Durante las horas de larga fila, no se dejaban de escuchar los coros de las melodías del “Flaco”, no importaban las caras, los acentos, el vestuario o la intensión que llevaban los “sabineros” esa noche, todos al unísono añoraban el momento en donde le podrían aplaudir al “hombre del traje gris” y acariciar cada estrofa y saborearla como a un buen vino tinto.
¡Gracias a la vida!, la fortuna me sonreía, estaba disfrutando tan cerca de esa muestra de buen arte y deleite musical, tenía frente a mí al hombre que con sus canciones, en distintos momentos de mi fábula construían una fragmento. Ahí estaba tan aferrado a su guitarra y acompañado de sus músicos, que al igual que él eran extravagantes, pero sin duda igual de intensos y amantes de la bohemia y una que otra anécdota.
Un piano, un bajo, más de una guitarra, voces masculinas encantadoras y la voz sensual de una mujer fueron parte de su noche, de la noche de todos sus admiradores. Entre poemas, ocurrencias, frases sobre la vida y el amor, Sabina más que ofrecer lo que tenía , nos daba la impresión de que recibía aquellos aplausos y coros con tanta gratitud, que no se guardaba nada para sí mismo; dejó salir lo mejor de su música, su gracia y su acostumbrado tono irreverente.
Fue un acto de reciprocidad, todos nos dimos por complacidos, y cuando menciono con propiedad “todos”, no es por adueñarme de la palabra de los demás, pero con lo que observé esa noche, era tan palpable contemplar tales emociones. Podríamos haber cantado por horas, qué importa, queríamos que nos dieran las diez, las once, las doce, la una, las dos y las tres, viviendo fervorosamente aquella ilusión que nos embarga plenamente.
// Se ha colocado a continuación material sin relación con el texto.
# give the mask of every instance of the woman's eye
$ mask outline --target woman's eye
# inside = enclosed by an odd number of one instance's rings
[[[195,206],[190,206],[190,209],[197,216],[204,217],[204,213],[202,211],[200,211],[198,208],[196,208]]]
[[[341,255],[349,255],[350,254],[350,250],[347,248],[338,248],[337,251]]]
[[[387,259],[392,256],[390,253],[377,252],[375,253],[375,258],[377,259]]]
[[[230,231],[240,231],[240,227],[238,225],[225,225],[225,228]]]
Aquella sonrisa pícara que se reflejaba en el escenario, era muestra de que el intérprete de “Tiramisú de Limón”, no quería dejar de cantar y hacer más de un ademán para que su público no dejase de vibrar con cada acorde y melodía. El juego de luces, el calor del momento y los incrédulos instantes del cercano final, sólo nos dejaban abrazar las últimas canciones para poder soñarlas al regresar a casa, luego de una función exquisita.
Irremediablemente, aquel concierto se convirtió en parte de las historias de juventud, que he de contarle a mis amigos y amigas en alguna noche de bohemia y usanzas. Tal vez contaré que “Peor para el sol” que malgastó aquella noche, que le sonreí a un “Pirata cojo” y que al final de una cautivadora velada brindé con la “Viudita de Clicquot” a la luz de una “Noche de bodas”.